Borton legte bedeutungsvoll seinen Finger an die Lippen.

»Lassen Sie mich Ihnen danken, Sir,« fuhr Booth trotz dieser Warnung fort. »Ich habe Ihnen eine Schuld zu bezahlen, welche –«

»Danken Sie mir nicht,« flüsterte Borton ihm in's Ohr. »Lassen Sie es Niemand wissen, wollen Sie mir dankbar sein, so beweisen Sie es mir dadurch, daß Sie die beiden jungen Männer von ihrer Inquirentin befreien.«

»Sie kennen die beiden Herren und bürgen für sie?«

»Ich bürge für sie.«

»Belle Boyd täuscht sich sonst selten, Sir; sind Sie auch völlig sicher, daß Sie sich in ihnen nicht irren?«

»Ob ich sie kenne, werden Sie sofort sehen.«

George, der bisher so gesessen, daß Frederic sein Gesicht nicht sehen konnte, wandte sich jetzt nach diesem um. Frederic wechselte die Farbe und starrte ihn einige Sekunden sprachlos an, dann sprang er auf und schloß den Freund in seine Arme, ohne daß er Worte finden konnte, seine Freude und Ueberraschung auszudrücken. George benutzte diese Umarmung, um ihm zuzuflüstern, daß er hier nicht seinen Namen nenne, und daß er völlig unbesorgt sein möge wegen seiner Sicherheit.

»Sie haben jetzt hoffentlich nichts dawider,« wandte er sich darauf an Booth, »wenn ich Sie bitte, gegen meine Freunde nicht weiter mißtrauisch zu sein.«

»Nicht im Mindesten, Mr. Parker. – Belle Boyd, wenn die Herren uns verlassen wollen, so belästige sie nicht mit Deinem Uebermuth.«

»Aber der Schotte hat uns ja noch nicht sein Gesicht gezeigt.«

»Still, Belle Boyd,« flüsterte Conover ihr ins Ohr. »Der junge Mann sieht nicht schön aus, er ist pockennarbig und fürchtet, Du möchtest in Deiner Voraussetzung er sei hübsch, Dich allzusehr getäuscht finden.«

Da George diese Bemerkung bestätigte und Booth gegen die Freunde seines Retters nicht das geringste Mißtrauen hegte, so wandte Keiner etwas ein, als sich Edward und Frederic aus der Gesellschaft entfernten, nachdem Letzterer von George ein Zeichen erhalten hatte, daß er ihn später allein sprechen wolle.
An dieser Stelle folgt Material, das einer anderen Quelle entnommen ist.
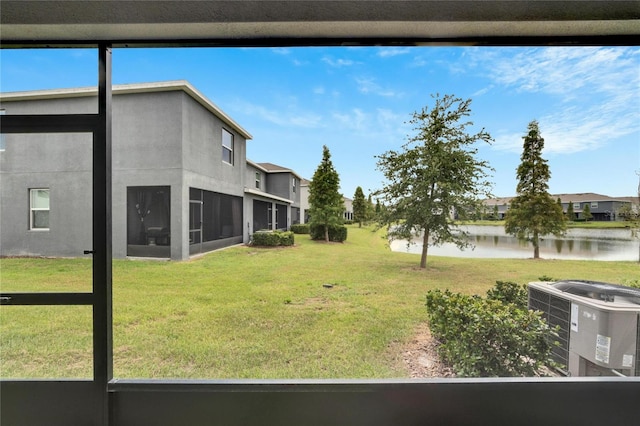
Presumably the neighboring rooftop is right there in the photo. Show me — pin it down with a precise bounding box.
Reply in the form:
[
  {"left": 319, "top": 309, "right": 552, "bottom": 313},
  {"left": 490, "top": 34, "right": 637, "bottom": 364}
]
[
  {"left": 0, "top": 80, "right": 253, "bottom": 139},
  {"left": 485, "top": 192, "right": 637, "bottom": 206}
]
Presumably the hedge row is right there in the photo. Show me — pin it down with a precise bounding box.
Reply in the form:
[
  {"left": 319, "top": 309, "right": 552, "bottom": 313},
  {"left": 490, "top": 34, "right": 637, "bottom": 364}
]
[
  {"left": 251, "top": 231, "right": 294, "bottom": 247},
  {"left": 426, "top": 283, "right": 557, "bottom": 377},
  {"left": 309, "top": 225, "right": 347, "bottom": 243},
  {"left": 290, "top": 223, "right": 309, "bottom": 234}
]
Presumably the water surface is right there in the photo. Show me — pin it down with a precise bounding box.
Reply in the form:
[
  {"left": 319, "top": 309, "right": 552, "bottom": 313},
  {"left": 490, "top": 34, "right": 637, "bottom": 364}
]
[{"left": 391, "top": 225, "right": 640, "bottom": 261}]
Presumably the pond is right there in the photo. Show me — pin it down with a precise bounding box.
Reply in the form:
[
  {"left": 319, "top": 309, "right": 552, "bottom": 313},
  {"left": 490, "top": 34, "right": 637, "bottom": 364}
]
[{"left": 391, "top": 225, "right": 640, "bottom": 261}]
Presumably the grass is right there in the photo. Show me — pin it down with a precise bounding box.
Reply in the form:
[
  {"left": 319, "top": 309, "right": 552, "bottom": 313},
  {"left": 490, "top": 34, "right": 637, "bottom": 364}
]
[{"left": 0, "top": 226, "right": 639, "bottom": 378}]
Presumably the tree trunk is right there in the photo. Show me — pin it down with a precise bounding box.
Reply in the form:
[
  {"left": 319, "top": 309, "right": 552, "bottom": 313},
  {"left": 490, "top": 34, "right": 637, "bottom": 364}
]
[{"left": 420, "top": 229, "right": 429, "bottom": 269}]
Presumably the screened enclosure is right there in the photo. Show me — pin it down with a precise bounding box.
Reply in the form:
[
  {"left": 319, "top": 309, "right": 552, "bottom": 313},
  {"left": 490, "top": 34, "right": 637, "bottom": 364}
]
[
  {"left": 189, "top": 188, "right": 242, "bottom": 254},
  {"left": 127, "top": 186, "right": 171, "bottom": 258}
]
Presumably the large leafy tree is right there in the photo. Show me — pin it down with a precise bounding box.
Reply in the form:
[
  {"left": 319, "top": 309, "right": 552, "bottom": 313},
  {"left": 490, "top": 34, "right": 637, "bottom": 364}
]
[
  {"left": 567, "top": 201, "right": 576, "bottom": 222},
  {"left": 376, "top": 95, "right": 491, "bottom": 268},
  {"left": 309, "top": 146, "right": 344, "bottom": 242},
  {"left": 353, "top": 187, "right": 367, "bottom": 228},
  {"left": 504, "top": 120, "right": 567, "bottom": 259}
]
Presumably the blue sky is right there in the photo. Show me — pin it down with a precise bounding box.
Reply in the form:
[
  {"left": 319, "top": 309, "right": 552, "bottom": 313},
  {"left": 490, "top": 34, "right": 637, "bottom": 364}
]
[{"left": 0, "top": 47, "right": 640, "bottom": 197}]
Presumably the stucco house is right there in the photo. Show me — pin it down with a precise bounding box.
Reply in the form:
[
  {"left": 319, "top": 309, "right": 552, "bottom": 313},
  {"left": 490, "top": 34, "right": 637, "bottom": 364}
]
[
  {"left": 484, "top": 192, "right": 632, "bottom": 221},
  {"left": 0, "top": 81, "right": 300, "bottom": 260}
]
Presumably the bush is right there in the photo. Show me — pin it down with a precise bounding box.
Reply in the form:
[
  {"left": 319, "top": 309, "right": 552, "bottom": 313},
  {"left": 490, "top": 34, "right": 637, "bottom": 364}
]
[
  {"left": 487, "top": 281, "right": 529, "bottom": 309},
  {"left": 426, "top": 286, "right": 557, "bottom": 377},
  {"left": 309, "top": 225, "right": 347, "bottom": 243},
  {"left": 252, "top": 231, "right": 294, "bottom": 247},
  {"left": 276, "top": 231, "right": 294, "bottom": 246},
  {"left": 290, "top": 223, "right": 309, "bottom": 234}
]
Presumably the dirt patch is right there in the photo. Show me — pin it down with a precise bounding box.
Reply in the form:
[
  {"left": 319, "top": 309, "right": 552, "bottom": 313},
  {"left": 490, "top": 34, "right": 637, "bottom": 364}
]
[{"left": 401, "top": 324, "right": 455, "bottom": 379}]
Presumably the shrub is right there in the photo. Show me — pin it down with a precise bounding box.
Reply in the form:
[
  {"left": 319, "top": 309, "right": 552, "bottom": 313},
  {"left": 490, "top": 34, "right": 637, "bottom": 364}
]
[
  {"left": 309, "top": 225, "right": 347, "bottom": 243},
  {"left": 426, "top": 290, "right": 557, "bottom": 377},
  {"left": 276, "top": 231, "right": 294, "bottom": 246},
  {"left": 291, "top": 223, "right": 309, "bottom": 234},
  {"left": 252, "top": 231, "right": 294, "bottom": 247},
  {"left": 487, "top": 281, "right": 529, "bottom": 309}
]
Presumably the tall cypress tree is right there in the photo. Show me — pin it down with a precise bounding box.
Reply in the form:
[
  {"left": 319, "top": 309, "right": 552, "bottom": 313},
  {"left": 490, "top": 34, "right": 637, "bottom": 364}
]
[
  {"left": 504, "top": 120, "right": 567, "bottom": 259},
  {"left": 353, "top": 187, "right": 367, "bottom": 228},
  {"left": 309, "top": 146, "right": 344, "bottom": 242}
]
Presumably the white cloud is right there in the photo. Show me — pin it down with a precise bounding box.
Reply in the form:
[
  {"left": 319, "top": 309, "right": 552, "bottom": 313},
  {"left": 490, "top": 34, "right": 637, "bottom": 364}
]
[
  {"left": 356, "top": 77, "right": 402, "bottom": 98},
  {"left": 378, "top": 47, "right": 411, "bottom": 58},
  {"left": 271, "top": 47, "right": 291, "bottom": 55},
  {"left": 232, "top": 101, "right": 322, "bottom": 128},
  {"left": 484, "top": 47, "right": 640, "bottom": 154},
  {"left": 471, "top": 84, "right": 493, "bottom": 98},
  {"left": 322, "top": 56, "right": 355, "bottom": 68}
]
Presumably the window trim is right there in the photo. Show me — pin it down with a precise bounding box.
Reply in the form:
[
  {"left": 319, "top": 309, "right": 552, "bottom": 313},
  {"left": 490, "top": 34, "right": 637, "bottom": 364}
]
[
  {"left": 222, "top": 127, "right": 234, "bottom": 166},
  {"left": 0, "top": 108, "right": 7, "bottom": 152},
  {"left": 29, "top": 187, "right": 51, "bottom": 232}
]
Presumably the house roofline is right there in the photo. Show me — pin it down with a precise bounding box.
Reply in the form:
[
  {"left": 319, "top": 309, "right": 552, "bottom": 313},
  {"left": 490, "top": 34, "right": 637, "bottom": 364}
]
[
  {"left": 0, "top": 80, "right": 253, "bottom": 139},
  {"left": 244, "top": 188, "right": 295, "bottom": 204}
]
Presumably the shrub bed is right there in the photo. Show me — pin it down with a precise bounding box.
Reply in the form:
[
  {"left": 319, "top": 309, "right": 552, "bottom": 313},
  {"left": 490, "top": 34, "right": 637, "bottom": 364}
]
[
  {"left": 290, "top": 223, "right": 309, "bottom": 234},
  {"left": 309, "top": 225, "right": 347, "bottom": 243},
  {"left": 426, "top": 282, "right": 557, "bottom": 377},
  {"left": 251, "top": 231, "right": 294, "bottom": 247}
]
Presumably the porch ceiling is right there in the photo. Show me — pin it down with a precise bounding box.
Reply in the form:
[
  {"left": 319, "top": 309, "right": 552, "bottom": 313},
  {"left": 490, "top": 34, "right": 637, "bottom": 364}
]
[{"left": 0, "top": 0, "right": 640, "bottom": 47}]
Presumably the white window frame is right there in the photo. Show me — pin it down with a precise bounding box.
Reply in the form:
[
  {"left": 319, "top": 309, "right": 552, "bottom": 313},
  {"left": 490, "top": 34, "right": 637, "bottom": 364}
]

Die Unterhaltung der Zurückbleibenden wollte jetzt ebensowenig wie vorher den lustigen Fortgang nehmen, den Belle Boyd so dringend wünschte, wozu nicht wenig die Verstimmung der beiden andern Damen beitrug. Namentlich heftete Mrs. Slater sehr finstere und mißtrauische Blicke auf George Borton.

»Ich glaube, wir haben doch eine Unvorsichtigkeit begangen, daß wir sie fortließen,« sagte sie nach einer Weile, den jungen Mann scharf betrachtend. »Freilich, Mr. Booth und Mr. Parker müssen ihre Gründe haben, sie für unverdächtig zu halten, was aber mich betrifft, so hege ich dennoch Zweifel, wenigstens habe ich von den Pockennarben, von welchen Mr. Conover sprach, nichts zu entdecken vermocht, im Gegentheil, er schien mir ein sehr hübsches und sehr glattes Gesicht zu haben und ist seiner Farbe nach kein Weißen von reinem Blut.«

»Ha!« rief Belle Boyd, »das muß ich heraus haben, und wehe ihnen, wenn sich Mrs. Slater's Verdacht bestätigt.«

Damit eilte sie hinaus und ging den Beiden nach.